Une procédure judiciaire historique
Le procureur général près la Cour de cassation, Firmin Mvonde Mambu, a officiellement saisi le bureau de l’Assemblée nationale pour demander la levée des immunités parlementaires de Nicolas Kazadi, ancien ministre des Finances. Ce dernier est poursuivi pour plusieurs infractions, dont propagation de faux bruits, détournement de deniers publics et surfacturation dans le cadre du scandale des forages d’eau .
Les faits reprochés
Nicolas Kazadi, actuellement député national, est accusé d’avoir participé à une opération de surfacturation massive dans un contrat d’installation de 1 000 forages d’eau, d’un montant initial de près de 400 millions de dollars. Selon le réquisitoire du PG Mvonde, seulement 32 stations ont été livrées, malgré le paiement de 71 millions de dollars par le gouvernement .

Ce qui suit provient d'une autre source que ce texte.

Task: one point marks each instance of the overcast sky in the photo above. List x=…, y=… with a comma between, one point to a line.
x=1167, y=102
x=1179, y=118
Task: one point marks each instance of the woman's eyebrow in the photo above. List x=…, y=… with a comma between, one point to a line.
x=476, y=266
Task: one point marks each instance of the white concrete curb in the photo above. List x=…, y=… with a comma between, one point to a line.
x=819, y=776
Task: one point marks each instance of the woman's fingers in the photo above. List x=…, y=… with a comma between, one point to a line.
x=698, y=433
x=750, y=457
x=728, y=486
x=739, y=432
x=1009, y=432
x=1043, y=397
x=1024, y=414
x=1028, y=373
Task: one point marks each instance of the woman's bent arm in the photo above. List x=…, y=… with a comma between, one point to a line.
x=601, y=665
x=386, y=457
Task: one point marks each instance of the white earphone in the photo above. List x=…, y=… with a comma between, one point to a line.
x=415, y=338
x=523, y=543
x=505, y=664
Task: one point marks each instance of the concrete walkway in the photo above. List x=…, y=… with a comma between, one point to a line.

En outre, Kazadi est soupçonné d’avoir propagé de faux bruits pour manipuler l’opinion publique et couvrir les irrégularités du dossier. Ces accusations s’ajoutent à des allégations de blanchiment d’argent et de gestion opaque des fonds publics .
La réaction de l’Assemblée nationale
L’Assemblée nationale a déjà autorisé l’ouverture d’une instruction judiciaire contre Kazadi lors d’une plénière à huis clos tenue le 15 juin 2024. Cependant, les députés ont refusé de restreindre ses mouvements, laissant à la justice le soin de prouver sa culpabilité avant une éventuelle levée totale de ses immunités .
Une affaire aux ramifications politiques
Cette affaire intervient dans un contexte de lutte contre la corruption en RDC, marquée par plusieurs dossiers sensibles, dont celui de l’ancien président Joseph Kabila et du ministre de la Justice Constant Mutamba . Certains observateurs y voient une instrumentalisation politique de la justice, tandis que d’autres saluent un réveil judiciaire contre l’impunité .
Prochaines étapes
Si l’Assemblée nationale donne son feu vert, Nicolas Kazadi pourrait être inculpé et traduit devant les tribunaux. En attendant, il a déjà saisi le Conseil d’État pour contester l’interdiction de quitter le territoire, une mesure qu’il estime violer ses droits fondamentaux .
Conclusion
Ce dossier, qui mêle enjeux judiciaires et politiques, pourrait marquer un tournant dans la gouvernance congolaise. La décision finale de l’Assemblée nationale sera scrutée de près, tant par les défenseurs de la transparence que par les partisans de l’ancien ministre.